Saturday, May 21, 2011

Fernet & Coke

A brief, uplifting note about an Argentine tradition that I've come to enjoy over these past few months: Fernet con Coca Cola.

Fernet Branca is an herbacious digestif made in Italy by Distillerie Fratelli Branca. However, Argentina is the only other place in the world that they make it outside of Italy.  Fernet became popular in Argentina with the Italian immigrants at the turn of the last century (as in 1900) and then just spread like wildfire throughout the country. On its own, it is disgusting. It's bitter, it's really hard to describe the taste, and the recipe is a secret.  Its Wikipedia entry describes it as "myrrh, rhubarb, chamomile, cardamom, aloe, and especially saffron, with a base of grape distilled spirits, and coloured with caramel colouring. Ingredients rumored to be in fernet include codeine, mushrooms, fermented beets, coca leaf, gentian, rhubarb, wormwood, zedoary, cinchona, bay leaves, absinthe, orange peel, calumba, echinacea, quinine, ginseng, St. John's wort, sage, and peppermint oil."

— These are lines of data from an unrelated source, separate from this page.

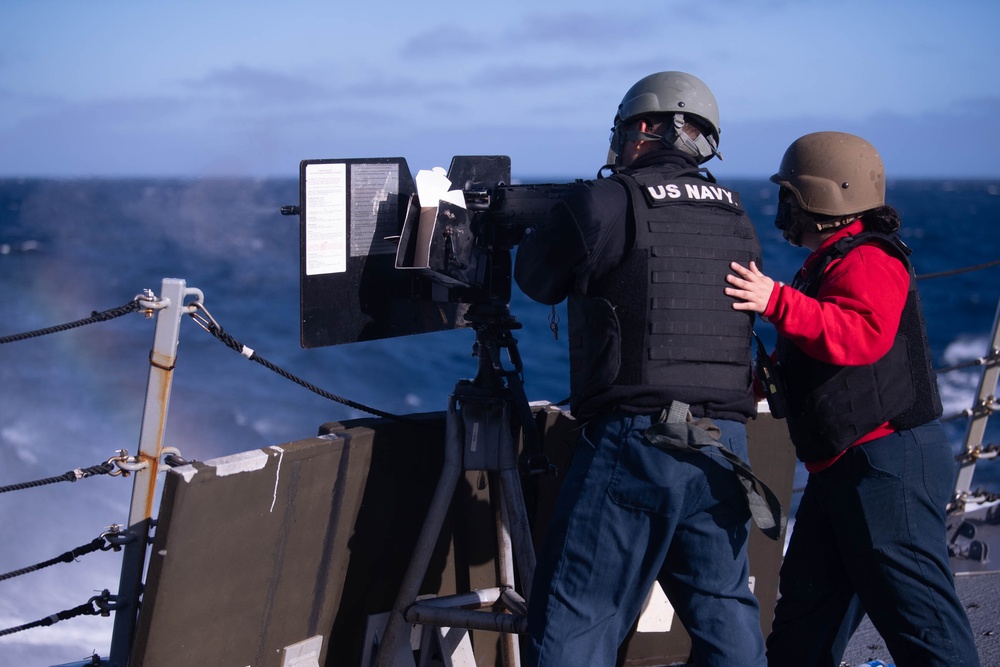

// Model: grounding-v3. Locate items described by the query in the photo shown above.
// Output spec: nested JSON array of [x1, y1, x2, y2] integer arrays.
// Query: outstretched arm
[[726, 262, 774, 315]]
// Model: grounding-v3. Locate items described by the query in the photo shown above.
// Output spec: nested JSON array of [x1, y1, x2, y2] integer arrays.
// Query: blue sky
[[0, 0, 1000, 179]]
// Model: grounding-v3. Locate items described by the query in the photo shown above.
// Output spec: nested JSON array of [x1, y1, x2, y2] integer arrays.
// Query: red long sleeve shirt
[[764, 220, 910, 472]]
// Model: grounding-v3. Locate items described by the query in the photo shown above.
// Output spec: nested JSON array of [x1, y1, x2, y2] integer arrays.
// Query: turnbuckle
[[87, 588, 126, 617]]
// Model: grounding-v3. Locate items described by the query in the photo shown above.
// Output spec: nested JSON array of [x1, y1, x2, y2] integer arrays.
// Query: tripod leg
[[375, 396, 463, 667]]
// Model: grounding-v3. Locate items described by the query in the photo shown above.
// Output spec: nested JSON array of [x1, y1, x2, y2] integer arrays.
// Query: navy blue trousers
[[767, 421, 979, 667], [525, 415, 764, 667]]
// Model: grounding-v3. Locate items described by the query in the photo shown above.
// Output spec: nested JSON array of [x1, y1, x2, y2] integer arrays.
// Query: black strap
[[645, 401, 788, 540]]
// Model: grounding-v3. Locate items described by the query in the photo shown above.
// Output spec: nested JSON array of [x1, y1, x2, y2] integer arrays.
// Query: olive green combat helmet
[[609, 72, 722, 164]]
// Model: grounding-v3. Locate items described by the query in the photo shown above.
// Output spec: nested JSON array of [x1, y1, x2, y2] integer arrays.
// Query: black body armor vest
[[777, 232, 941, 463], [569, 169, 760, 422]]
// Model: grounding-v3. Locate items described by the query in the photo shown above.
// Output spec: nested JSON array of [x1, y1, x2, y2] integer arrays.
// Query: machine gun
[[282, 155, 570, 348]]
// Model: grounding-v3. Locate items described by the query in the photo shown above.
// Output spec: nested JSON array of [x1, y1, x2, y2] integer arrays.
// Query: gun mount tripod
[[375, 304, 540, 667]]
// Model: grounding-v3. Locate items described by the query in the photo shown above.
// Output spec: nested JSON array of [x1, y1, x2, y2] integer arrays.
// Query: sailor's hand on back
[[726, 262, 774, 315]]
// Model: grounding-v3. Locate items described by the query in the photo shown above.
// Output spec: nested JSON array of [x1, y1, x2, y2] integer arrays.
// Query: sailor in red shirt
[[756, 220, 910, 472], [725, 132, 979, 667]]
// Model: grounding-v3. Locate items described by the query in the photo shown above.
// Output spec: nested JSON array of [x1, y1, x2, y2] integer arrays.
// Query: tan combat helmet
[[771, 132, 885, 216]]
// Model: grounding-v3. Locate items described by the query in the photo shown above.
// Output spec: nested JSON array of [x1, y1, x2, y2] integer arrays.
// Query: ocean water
[[0, 179, 1000, 667]]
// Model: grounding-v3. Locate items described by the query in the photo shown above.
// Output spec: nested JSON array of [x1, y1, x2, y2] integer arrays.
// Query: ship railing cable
[[0, 589, 123, 637], [0, 449, 148, 493], [0, 524, 125, 581], [189, 301, 428, 428], [0, 290, 156, 345], [917, 259, 1000, 280]]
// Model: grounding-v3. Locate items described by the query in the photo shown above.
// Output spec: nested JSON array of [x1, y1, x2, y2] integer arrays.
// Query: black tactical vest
[[569, 169, 760, 421], [777, 232, 941, 462]]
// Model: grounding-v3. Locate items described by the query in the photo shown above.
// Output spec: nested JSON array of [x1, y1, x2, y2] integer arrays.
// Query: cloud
[[187, 65, 332, 100]]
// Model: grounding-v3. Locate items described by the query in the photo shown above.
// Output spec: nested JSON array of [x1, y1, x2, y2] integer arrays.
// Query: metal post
[[110, 278, 201, 667], [955, 303, 1000, 496]]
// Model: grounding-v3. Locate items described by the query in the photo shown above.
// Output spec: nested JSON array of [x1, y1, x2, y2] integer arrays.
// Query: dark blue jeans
[[767, 421, 979, 667], [525, 415, 764, 667]]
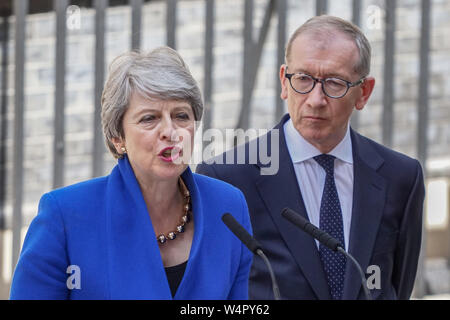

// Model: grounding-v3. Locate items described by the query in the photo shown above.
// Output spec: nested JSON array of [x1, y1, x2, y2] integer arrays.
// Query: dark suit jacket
[[197, 115, 425, 299]]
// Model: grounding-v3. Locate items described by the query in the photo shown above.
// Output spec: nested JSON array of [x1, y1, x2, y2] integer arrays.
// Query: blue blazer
[[10, 157, 252, 300], [197, 115, 425, 299]]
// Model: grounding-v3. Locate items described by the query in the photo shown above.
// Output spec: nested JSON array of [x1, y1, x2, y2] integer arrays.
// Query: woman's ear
[[111, 138, 126, 154]]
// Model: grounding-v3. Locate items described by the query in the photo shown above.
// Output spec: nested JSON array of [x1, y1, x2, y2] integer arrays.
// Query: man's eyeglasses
[[285, 68, 365, 99]]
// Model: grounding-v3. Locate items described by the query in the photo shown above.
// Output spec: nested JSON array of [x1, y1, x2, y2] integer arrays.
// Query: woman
[[11, 47, 252, 299]]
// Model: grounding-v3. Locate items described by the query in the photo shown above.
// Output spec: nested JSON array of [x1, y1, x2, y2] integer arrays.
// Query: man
[[197, 16, 424, 299]]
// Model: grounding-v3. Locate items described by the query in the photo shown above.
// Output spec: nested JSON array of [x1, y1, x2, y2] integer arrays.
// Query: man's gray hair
[[101, 47, 203, 158], [285, 15, 372, 77]]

Fernet is an acquired taste. The first time I tried it, I hated it. I asked my friends how they could possible drink something so terrible. They assured me that I'd come to like it. I was a nonbeliever.

There are a couple ways to order Fernet in a bar here. You can either get it normally (fernet con coke), or you can get it "para preparar", when the bar gives you 1 glass with ice and fernet, another glass with just ice, and a bottle of Coke to mix your own according to how you like it.  This is probably the best way to go and the best value - and you can make it more suave at first (mostly Coke) and then move on to higher potency combinations later in the evening.

Then one day I enjoyed it. It was after a few adult beverages, of course. But for some reason, I began to like it. And now I know I'm going to crave it when I get back to Texas. Hmph.

A very sad week

On Wednesday night, my 27-year-old coworker passed away unexpectedly. It's been a tough week.  I am still keeping this blog publicly anonymous, so I will not mention his name. But he was an amazing person and he will be missed immensely.

I didn't want to have to go to a wake or funeral while I was here, and I never even contemplated it. Yesterday I went to the wake. It was tough, and it all happened so fast that I'm not sure any of us have processed what happened.  It's not the same as at home, where there are 2 or 3 days between the passing and burial at minimum. I feel like they buried him too quickly for any of us to really understand what was going on.

But that's life. And it has to go on.

Sunday, May 8, 2011

Buenos Aires Day 3: The bus tour

BA is a giant city. A cab from Palermo to San Telmo is about $20 pesos each way. This is fine when there are more than one of you, but if you're traveling solo, it can get really expensive. Which is why on Day 3, my first full day alone, I decided to play tourist and buy a ticket on the Buenos Aires Bus. For 24 or 48 hours, I could then hop on and off the bus as much as I wanted, and it goes to pretty much every are of the city you'd want to see if you're visiting, all in less than 3 hours.

Unfortunately for us, there was a Boca Junior game going on in the afternoon, and therefore no tour buses were going to the neighborhood of La Boca. I'm not sure if it's because it was going to be too crowded, or because it was going to be too dangerous. Either way, I sadly didn't get to go to La Boca and take photos of the colorful houses and figures on Caminito.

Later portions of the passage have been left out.